En 1905, lors de la construction d’une ligne de tramway départemental, des fondations du Fort des Tourelles sont mises à jour. Une plaque commémorative est posée face à la rue Croix-de-la-Pucelle. Le quai des Augustins devient le quai du Fort-des-Tourelles. Le directeur de la Compagnie des tramways du Loiret, propose alors à la ville et au département de reconstruire le fort qui symbolise la victoire de Jeanne d’Arc sur les Anglais.

L’enjeu est important puisqu’il s’agit d’ériger un monument national digne de la Pucelle à une époque où le procès en vue de sa canonisation est en cours. En outre, il existe une réelle volonté de concurrencer Rouen qui a reconstruit le donjon où a eu lieu la condamnation de Jeanne. A une époque où le nationalisme s’affirme et où la France reste sur la défaite de 1870, il s’agit d’offrir aux visiteurs le double symbole de « la prise d’assaut par l’armée française » et du « premier recul de l’invasion étrangère ». 

La reconstruction : une hérésie historique et archéologique ?

En 1912, une commission d’élus et de spécialistes en histoire et en archéologie est constituée. Le débat entre les partisans et les détracteurs est intense. Pour les uns, la reconstruction d’un monument disparu est une hérésie archéologique qui ne ferait qu’amoindrir la beauté de la légende. On s’étonne de l’idée de vouloir bâtir des ruines.
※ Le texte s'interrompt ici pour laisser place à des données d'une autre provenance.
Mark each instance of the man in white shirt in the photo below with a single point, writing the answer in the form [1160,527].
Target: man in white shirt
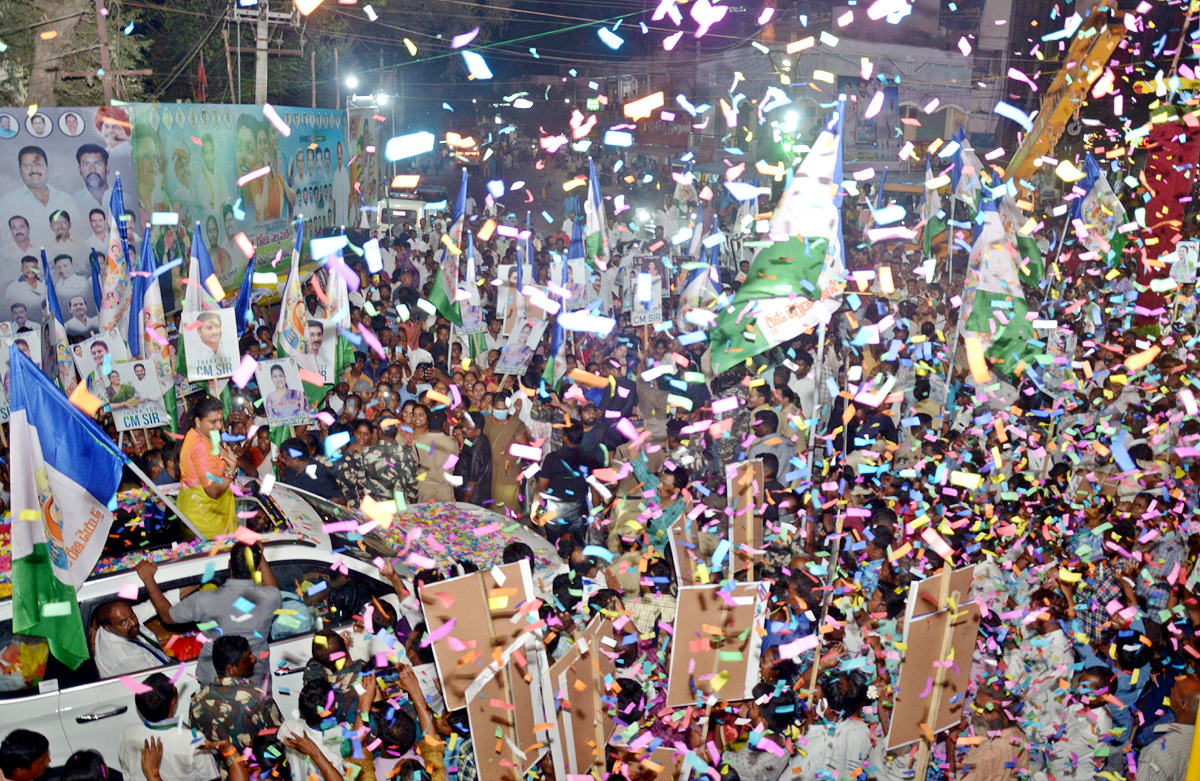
[1167,757]
[123,644]
[341,191]
[37,199]
[69,284]
[313,702]
[30,288]
[93,161]
[181,758]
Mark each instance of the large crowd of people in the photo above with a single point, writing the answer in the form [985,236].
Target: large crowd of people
[883,461]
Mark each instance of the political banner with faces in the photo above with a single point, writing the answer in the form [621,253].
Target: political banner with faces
[135,395]
[90,356]
[190,157]
[520,348]
[323,343]
[28,342]
[210,341]
[57,172]
[283,400]
[647,277]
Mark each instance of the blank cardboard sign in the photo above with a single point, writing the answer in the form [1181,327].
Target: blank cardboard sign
[924,643]
[579,679]
[923,596]
[483,606]
[718,642]
[744,488]
[502,718]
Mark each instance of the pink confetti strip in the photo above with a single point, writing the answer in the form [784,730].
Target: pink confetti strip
[438,634]
[245,372]
[252,175]
[276,120]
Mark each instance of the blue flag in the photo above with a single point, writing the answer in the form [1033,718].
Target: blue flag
[96,293]
[65,474]
[241,305]
[142,281]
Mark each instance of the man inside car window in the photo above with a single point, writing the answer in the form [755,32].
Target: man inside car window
[123,644]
Pour d’autres, la reconstruction semble possible même s’il n’existe pas de documents permettant de savoir à quoi ressemblait exactement le fort en 1429. Ils affirment ainsi qu’on ne connaît pas les traits de Jeanne d’Arc et qu’on la représente quand même ! Et d’ailleurs, peu importe, on se contentera de faire quelque chose dans le « style de l’époque ». La réalité historique pourrait bien faire l’objet d’une adaptation : le fort serait reconstruit au bout du pont George-V, face à l’avenue Dauphine et non pas en amont comme c’était véritablement le cas.

Une reconstruction commémorative…

En 1913, la reconstitution est décidée, reste à savoir si elle sera totale ou partielle. Très vite, la commission envisage uniquement de recréer, sur l’emplacement d’origine, les deux tours sud et la porte d’entrée. Néanmoins, les fondations doivent être assez solides pour pouvoir accueillir le reste de l’édifice le cas échéant. Des dessins du XVIIe et XVIIIe siècles doivent servir de modèles bien qu’à cette époque le fort ne ressemblait déjà plus à celui de 1429. Une carte postale est ainsi éditée. Elle montre un fort digne d'un parc d'attraction du XXIe siècle plus qu'un fort vraiment médiéval.
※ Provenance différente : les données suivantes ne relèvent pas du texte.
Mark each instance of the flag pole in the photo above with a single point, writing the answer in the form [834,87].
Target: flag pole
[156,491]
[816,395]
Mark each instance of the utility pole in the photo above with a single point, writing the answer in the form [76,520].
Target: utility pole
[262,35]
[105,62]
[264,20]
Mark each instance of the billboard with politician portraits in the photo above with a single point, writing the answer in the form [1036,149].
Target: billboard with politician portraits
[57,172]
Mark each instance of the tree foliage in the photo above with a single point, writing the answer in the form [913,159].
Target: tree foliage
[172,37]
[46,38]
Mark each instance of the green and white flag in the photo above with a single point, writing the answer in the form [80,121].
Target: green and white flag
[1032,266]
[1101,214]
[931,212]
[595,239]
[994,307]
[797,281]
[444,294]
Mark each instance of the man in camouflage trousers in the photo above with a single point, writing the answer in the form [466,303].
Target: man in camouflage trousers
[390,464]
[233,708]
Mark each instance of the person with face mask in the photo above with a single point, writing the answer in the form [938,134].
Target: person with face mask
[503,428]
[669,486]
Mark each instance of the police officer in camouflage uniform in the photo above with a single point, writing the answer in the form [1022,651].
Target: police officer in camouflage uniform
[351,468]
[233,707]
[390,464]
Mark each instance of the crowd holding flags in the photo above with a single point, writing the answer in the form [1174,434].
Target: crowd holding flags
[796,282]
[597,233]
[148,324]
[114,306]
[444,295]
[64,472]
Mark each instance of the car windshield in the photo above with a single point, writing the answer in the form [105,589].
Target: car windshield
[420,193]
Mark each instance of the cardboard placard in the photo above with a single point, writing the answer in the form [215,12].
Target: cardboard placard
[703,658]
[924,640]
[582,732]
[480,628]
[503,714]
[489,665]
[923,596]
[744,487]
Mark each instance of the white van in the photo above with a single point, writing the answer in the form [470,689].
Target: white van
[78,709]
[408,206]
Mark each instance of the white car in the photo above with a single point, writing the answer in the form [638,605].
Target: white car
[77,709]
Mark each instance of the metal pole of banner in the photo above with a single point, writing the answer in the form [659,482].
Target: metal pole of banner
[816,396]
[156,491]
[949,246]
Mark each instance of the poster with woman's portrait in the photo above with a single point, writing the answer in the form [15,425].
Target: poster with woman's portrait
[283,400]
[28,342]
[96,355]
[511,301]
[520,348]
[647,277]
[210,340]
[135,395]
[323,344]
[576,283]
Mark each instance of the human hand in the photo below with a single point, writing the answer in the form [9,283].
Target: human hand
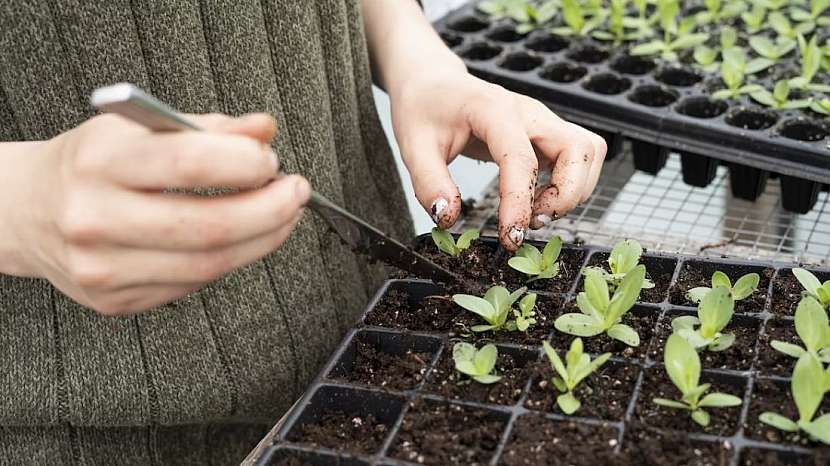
[89,212]
[437,116]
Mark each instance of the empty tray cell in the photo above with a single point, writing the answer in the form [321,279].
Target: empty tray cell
[521,61]
[514,366]
[648,157]
[349,419]
[480,51]
[695,273]
[751,456]
[468,24]
[752,118]
[607,83]
[643,445]
[787,291]
[538,441]
[678,76]
[441,433]
[798,195]
[771,362]
[588,54]
[803,129]
[656,384]
[287,456]
[605,394]
[658,269]
[738,357]
[635,66]
[774,396]
[504,33]
[653,96]
[747,182]
[384,359]
[545,42]
[563,72]
[642,318]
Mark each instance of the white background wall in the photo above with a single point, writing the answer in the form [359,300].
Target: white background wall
[471,176]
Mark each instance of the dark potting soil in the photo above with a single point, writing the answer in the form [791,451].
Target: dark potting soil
[770,361]
[646,446]
[737,357]
[605,394]
[397,372]
[342,431]
[660,271]
[761,457]
[769,395]
[641,319]
[656,384]
[537,441]
[439,313]
[692,276]
[446,381]
[437,433]
[787,292]
[487,265]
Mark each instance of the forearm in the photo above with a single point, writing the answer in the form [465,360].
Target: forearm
[403,43]
[15,179]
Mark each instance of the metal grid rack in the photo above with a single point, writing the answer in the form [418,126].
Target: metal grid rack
[667,215]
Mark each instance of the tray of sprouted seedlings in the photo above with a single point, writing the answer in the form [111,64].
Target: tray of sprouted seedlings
[742,82]
[575,355]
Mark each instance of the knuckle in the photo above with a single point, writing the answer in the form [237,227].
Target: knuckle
[88,271]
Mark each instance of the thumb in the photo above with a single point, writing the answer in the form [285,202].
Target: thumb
[434,187]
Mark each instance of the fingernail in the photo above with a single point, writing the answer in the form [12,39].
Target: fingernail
[540,221]
[516,235]
[437,209]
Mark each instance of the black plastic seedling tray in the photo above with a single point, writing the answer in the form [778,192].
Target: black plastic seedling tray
[658,107]
[618,424]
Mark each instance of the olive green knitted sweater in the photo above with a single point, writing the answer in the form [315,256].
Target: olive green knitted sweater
[201,380]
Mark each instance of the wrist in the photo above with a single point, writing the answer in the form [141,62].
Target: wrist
[16,182]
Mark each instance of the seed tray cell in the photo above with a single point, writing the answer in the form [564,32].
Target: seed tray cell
[658,107]
[500,425]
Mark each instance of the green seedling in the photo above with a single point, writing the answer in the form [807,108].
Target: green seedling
[706,57]
[538,265]
[813,329]
[446,243]
[821,106]
[602,313]
[683,366]
[713,315]
[575,369]
[779,98]
[623,259]
[496,306]
[733,72]
[815,16]
[579,20]
[811,57]
[717,12]
[754,19]
[477,364]
[785,28]
[538,16]
[808,385]
[743,288]
[676,37]
[772,50]
[813,286]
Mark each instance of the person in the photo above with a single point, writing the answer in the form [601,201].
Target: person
[163,296]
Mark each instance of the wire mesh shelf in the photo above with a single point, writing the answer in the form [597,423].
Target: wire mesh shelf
[665,214]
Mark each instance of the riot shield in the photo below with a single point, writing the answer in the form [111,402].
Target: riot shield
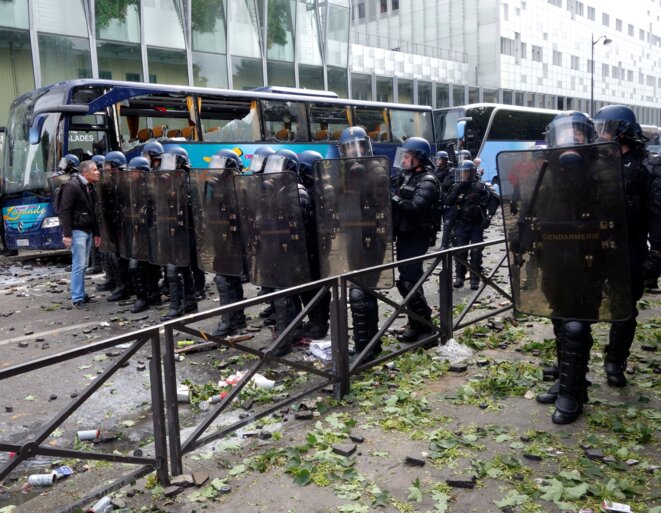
[169,228]
[272,224]
[109,212]
[565,228]
[354,217]
[216,220]
[136,216]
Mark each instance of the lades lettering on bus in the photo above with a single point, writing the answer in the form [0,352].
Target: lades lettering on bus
[107,116]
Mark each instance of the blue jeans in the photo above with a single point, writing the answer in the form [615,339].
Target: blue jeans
[81,245]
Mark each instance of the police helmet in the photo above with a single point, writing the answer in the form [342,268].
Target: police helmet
[69,163]
[139,164]
[153,149]
[570,129]
[463,155]
[354,142]
[441,155]
[259,158]
[181,156]
[282,160]
[227,159]
[465,172]
[115,160]
[416,147]
[306,162]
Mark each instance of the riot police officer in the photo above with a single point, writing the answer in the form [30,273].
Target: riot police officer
[144,276]
[230,288]
[474,205]
[180,277]
[642,189]
[416,198]
[317,326]
[288,307]
[110,203]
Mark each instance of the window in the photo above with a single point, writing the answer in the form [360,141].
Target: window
[506,46]
[284,121]
[361,10]
[557,58]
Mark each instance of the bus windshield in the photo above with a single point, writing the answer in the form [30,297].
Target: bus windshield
[25,164]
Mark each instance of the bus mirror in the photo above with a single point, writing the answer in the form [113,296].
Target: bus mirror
[35,129]
[461,128]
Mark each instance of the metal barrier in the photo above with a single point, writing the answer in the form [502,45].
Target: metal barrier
[35,446]
[338,375]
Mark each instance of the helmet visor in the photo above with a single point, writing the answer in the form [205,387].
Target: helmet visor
[168,162]
[607,129]
[275,164]
[567,132]
[257,163]
[355,148]
[464,174]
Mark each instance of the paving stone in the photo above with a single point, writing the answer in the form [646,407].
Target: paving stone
[344,449]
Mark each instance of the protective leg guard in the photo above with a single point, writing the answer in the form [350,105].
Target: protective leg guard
[575,354]
[418,304]
[176,294]
[365,315]
[620,339]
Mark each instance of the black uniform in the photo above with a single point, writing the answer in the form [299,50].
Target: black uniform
[414,206]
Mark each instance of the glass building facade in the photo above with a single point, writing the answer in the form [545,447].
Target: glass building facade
[235,44]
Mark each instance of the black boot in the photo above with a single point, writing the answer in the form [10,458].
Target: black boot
[365,315]
[176,294]
[577,341]
[224,328]
[620,339]
[418,305]
[139,280]
[286,309]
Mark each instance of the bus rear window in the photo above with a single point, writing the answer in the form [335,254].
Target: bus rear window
[229,119]
[409,123]
[519,125]
[284,121]
[328,121]
[375,122]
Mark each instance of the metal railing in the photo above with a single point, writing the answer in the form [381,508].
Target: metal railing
[35,446]
[165,406]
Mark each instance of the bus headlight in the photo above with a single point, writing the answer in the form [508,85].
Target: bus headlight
[50,222]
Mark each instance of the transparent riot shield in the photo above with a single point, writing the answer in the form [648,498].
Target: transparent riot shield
[272,224]
[125,223]
[565,228]
[109,212]
[170,225]
[136,216]
[354,217]
[216,220]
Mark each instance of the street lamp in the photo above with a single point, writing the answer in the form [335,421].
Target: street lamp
[594,42]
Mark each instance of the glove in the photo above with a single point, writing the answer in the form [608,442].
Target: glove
[652,266]
[514,208]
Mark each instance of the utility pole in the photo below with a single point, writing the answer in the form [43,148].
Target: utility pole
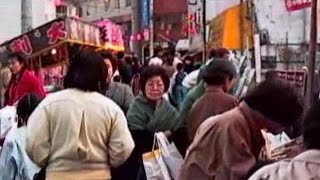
[204,22]
[136,28]
[312,55]
[26,15]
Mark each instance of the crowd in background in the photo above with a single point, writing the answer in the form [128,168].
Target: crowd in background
[112,105]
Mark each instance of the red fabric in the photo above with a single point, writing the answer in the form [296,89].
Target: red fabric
[28,83]
[169,6]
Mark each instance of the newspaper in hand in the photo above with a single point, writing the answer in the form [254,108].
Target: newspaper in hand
[273,142]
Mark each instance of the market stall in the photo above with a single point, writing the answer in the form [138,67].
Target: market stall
[50,46]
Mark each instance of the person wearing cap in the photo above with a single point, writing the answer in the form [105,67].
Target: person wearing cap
[227,146]
[219,78]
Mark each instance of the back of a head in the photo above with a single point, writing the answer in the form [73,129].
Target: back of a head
[221,52]
[152,71]
[311,127]
[213,53]
[87,72]
[108,55]
[218,71]
[180,66]
[27,105]
[277,100]
[272,74]
[120,55]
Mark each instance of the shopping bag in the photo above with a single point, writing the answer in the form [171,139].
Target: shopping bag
[7,120]
[154,164]
[171,156]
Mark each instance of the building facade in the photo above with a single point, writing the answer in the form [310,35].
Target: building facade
[10,10]
[168,17]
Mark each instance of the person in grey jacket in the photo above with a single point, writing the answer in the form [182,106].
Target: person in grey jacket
[120,93]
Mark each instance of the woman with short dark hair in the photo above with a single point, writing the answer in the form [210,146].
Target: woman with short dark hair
[305,165]
[78,133]
[22,80]
[149,113]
Mais, la Première Guerre Mondiale cause le premier report du projet. Dans ce contexte, le directeur de la Compagnie des tramways départementaux Camus propose de modifier les plans afin que le fort devienne un monument national dédié à tous les défenseurs de la patrie. Sur le socle, un arbalétrier de 1429 et un fantassin de 1916 seraient réunis.

… tombée dans l’oubli

Dans les années 1920, une crise financière retarde le projet. En 1932, la Société Archéologique et Historique de l’Orléanais fait le vœu que le fort ne soit pas érigé. Elle insiste sur le fait qu’on ne peut reconstruire un monument disparu et que la ville ferait l’objet de « plaisanteries ». Aujourd’hui, rien ne permet de savoir si cette idée a finalement fait son chemin ou bien si c’est la Seconde Guerre Mondiale et le contexte qui en découla qui firent totalement abandonner le projet.

Sources : Archives municipales. Août 2005.